Demetre Daskalakis, deputy commissioner of the city’s Department of Health, revealed at a conference hosted by NYU Langone that Yeshiva Kehilath Yakov Pupa in Williamsburg was the catalyst for what would become the worst outbreak in decades — with 609 confirmed cases as of Monday.

“One school failed to exclude people in Williamsburg,” Daskalakis said. “We had one measles case in that school, and subsequently every unvaccinated child who was not excluded came down with the measles, creating really the spark that ignited Williamsburg and created a true fire of measles in that neighborhood.”

The infected child had the disease but had not yet begun showing symptoms when he showed up for class at the yeshiva, an ultra-Orthodox Jewish private school, in late January.

The school did not immediately respond to a request for comment.

The outbreak began spreading in the fall of 2018, when Health Department officials announced that six Brooklyn children had contracted the disease. The initial Brooklyn case was acquired by a child on a visit to Israel, where a large outbreak was taking place.

The epidemic has been contained mostly to the Orthodox Jewish communities of Williamsburg and Borough Park, with more than a dozen confirmed cases also in Sunset Park among the Latino population.

Mayor Bill de Blasio declared a public health emergency on April 9 requiring mandatory measles-mumps-rubella vaccinations for residents who live in the northern Brooklyn ZIP codes of 11205, 11206, 11211 and 11249.

Gov. Andrew Cuomo signed a bill on June 13 banning any non-medical exemption to vaccinations, including religious exemptions.

The outbreak has cost the city roughly $2 million, according to Daskalakis. He said that despite their greatest efforts to send out exclusion letters, monitor schools and audit them, the disease has still led to dire consequences, including 50 hospitalizations and 18 ICU visits.

“We’ve had a lot of close calls with kids who have been very very sick,” he said.

The panel on measles was held at NYU Langone. Eagle photo by Scott Enman
The panel on measles was held at NYU Langone. Eagle photo by Scott Enman

As of June 14, 11 institutions had been shuttered by the city for failing to adhere to the emergency order. (UTA of Williamsburg – Yeshiva Torah V’Yirah at 590 Bedford Ave. was closed twice.)

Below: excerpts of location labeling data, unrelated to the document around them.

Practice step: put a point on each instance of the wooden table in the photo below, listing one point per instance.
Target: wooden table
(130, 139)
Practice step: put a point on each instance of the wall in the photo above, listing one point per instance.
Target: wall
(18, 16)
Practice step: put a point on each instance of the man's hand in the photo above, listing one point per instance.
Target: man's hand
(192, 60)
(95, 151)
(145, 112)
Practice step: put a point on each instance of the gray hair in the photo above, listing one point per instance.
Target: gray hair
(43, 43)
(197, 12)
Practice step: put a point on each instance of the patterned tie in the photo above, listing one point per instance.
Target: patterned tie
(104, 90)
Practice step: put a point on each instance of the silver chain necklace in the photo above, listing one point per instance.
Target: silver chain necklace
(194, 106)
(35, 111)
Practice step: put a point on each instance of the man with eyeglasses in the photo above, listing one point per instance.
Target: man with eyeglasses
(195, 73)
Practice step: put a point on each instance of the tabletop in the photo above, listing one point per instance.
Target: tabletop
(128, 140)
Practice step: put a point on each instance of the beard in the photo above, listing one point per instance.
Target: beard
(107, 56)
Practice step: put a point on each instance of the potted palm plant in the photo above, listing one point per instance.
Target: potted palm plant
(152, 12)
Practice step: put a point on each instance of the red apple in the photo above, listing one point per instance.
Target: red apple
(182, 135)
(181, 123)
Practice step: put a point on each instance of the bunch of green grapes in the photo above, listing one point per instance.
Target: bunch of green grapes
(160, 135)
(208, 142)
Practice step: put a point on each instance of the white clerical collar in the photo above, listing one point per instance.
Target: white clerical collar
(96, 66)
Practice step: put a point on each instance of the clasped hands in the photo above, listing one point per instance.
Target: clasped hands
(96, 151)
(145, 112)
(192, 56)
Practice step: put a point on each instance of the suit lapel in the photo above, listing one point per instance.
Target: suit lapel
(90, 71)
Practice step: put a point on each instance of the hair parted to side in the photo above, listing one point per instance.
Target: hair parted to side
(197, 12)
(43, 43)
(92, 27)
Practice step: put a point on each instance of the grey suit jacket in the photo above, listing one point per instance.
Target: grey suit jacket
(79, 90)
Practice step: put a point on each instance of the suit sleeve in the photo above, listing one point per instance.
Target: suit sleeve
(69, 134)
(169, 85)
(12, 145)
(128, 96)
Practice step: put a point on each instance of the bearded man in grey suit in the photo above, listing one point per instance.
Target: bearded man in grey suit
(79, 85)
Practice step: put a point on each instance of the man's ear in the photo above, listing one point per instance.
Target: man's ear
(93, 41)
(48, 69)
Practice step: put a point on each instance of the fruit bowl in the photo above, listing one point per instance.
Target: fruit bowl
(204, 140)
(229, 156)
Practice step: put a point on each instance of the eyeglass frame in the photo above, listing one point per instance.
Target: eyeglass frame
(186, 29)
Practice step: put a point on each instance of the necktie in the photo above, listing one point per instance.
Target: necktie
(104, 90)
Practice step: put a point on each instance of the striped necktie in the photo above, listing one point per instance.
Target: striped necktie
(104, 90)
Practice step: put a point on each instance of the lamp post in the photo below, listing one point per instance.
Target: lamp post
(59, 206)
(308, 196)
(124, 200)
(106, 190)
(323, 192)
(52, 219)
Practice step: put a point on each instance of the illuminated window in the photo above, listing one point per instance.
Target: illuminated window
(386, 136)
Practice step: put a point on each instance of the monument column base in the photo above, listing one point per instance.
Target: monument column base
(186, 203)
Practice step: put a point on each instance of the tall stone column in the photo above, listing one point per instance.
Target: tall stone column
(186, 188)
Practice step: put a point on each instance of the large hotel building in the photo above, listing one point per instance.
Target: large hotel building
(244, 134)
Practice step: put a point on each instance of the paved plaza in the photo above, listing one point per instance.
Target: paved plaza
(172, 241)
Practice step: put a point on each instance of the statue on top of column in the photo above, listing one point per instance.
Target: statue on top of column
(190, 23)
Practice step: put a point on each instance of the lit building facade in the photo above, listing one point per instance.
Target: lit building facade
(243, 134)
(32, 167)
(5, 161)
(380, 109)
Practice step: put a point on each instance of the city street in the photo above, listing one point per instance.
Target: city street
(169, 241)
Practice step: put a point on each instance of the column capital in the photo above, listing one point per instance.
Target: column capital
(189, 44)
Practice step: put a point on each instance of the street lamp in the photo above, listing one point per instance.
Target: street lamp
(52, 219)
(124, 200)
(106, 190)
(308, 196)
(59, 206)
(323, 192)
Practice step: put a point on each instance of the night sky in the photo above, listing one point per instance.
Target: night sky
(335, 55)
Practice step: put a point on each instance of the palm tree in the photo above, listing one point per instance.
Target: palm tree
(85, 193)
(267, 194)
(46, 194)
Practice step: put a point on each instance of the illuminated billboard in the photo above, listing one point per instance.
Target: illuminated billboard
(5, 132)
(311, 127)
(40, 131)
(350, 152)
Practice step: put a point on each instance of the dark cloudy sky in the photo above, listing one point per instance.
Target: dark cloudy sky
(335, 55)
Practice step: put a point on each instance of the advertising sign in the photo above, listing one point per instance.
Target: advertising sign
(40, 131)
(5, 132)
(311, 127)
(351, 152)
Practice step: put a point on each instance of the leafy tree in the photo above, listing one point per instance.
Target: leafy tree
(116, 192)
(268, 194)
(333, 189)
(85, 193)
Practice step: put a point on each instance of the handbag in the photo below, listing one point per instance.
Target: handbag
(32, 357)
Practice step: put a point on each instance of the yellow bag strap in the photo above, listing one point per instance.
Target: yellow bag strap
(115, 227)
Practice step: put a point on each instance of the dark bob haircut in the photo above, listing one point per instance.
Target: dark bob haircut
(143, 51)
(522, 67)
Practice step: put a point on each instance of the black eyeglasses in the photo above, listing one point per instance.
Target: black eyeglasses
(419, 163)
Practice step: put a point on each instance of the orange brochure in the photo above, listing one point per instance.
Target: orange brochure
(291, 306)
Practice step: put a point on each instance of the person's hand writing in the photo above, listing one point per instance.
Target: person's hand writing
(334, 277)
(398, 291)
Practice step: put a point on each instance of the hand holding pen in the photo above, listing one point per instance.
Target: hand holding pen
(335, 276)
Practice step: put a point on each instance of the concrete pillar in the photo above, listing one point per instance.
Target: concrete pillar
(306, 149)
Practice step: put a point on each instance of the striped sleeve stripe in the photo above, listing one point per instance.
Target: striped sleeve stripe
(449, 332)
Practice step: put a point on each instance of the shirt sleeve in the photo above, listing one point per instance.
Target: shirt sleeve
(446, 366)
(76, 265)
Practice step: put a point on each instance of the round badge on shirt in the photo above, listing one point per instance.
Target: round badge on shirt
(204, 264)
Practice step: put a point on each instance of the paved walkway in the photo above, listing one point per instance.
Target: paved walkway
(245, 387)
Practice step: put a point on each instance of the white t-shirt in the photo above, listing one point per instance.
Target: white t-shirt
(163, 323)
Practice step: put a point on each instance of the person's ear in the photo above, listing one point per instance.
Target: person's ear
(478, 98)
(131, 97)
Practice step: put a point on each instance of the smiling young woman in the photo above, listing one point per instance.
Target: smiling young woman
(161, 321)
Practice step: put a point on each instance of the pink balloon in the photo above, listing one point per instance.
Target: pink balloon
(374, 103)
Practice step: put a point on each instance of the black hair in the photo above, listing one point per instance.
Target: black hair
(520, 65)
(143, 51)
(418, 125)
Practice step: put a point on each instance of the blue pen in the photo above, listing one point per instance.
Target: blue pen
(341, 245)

Daskalakis said that further exacerbating the outbreak, and likely influencing the operators of lone wolf yeshivas, was a highly sophisticated campaign of anti-vaxxers seeking to undermine the city’s order through misinformation.

Some residents were also deliberately attempting to have their children contract measles to build up a natural immunity to the infection. “Rather than the spark igniting the kindling, we had the kindling actually looking for the spark,” Daskalakis said.

Although the disease is primarily affecting the Orthodox Jewish community, Daskalakis wanted to break the myth that the general Orthodox Jewish community is resistant to vaccines. “It’s not true,” he said, citing the fact that after the outbreak was announced, vaccination rates in Williamsburg rose from around 70 percent to about 92 percent.

“We’re not out of the woods, but the slope is going down in the direction that feels comfortable,” he said. “Not that we’re slowing anything down — our violations continue, our audits continue, all the work continues — but the measles are slowing down.”

Health Commissioner Dr. Oxiris Barbot, who attended Monday’s conference, made it clear that there is not a problem with the city’s approach to vaccines, revealing that 99 percent of school-age children are vaccinated — the highest percentage in the country.

That percentage translates to roughly 1 million students, more than the populations of San Francisco and Boston.

“We don’t have a problem with our vaccination system,” she said. “We are very rigorous in the way in which we ensure that our school-age population is immunized.

“What we have a challenge with is there are pockets of our community that have been infiltrated with misinformation and, through inertia, that community has not been engaged enough.”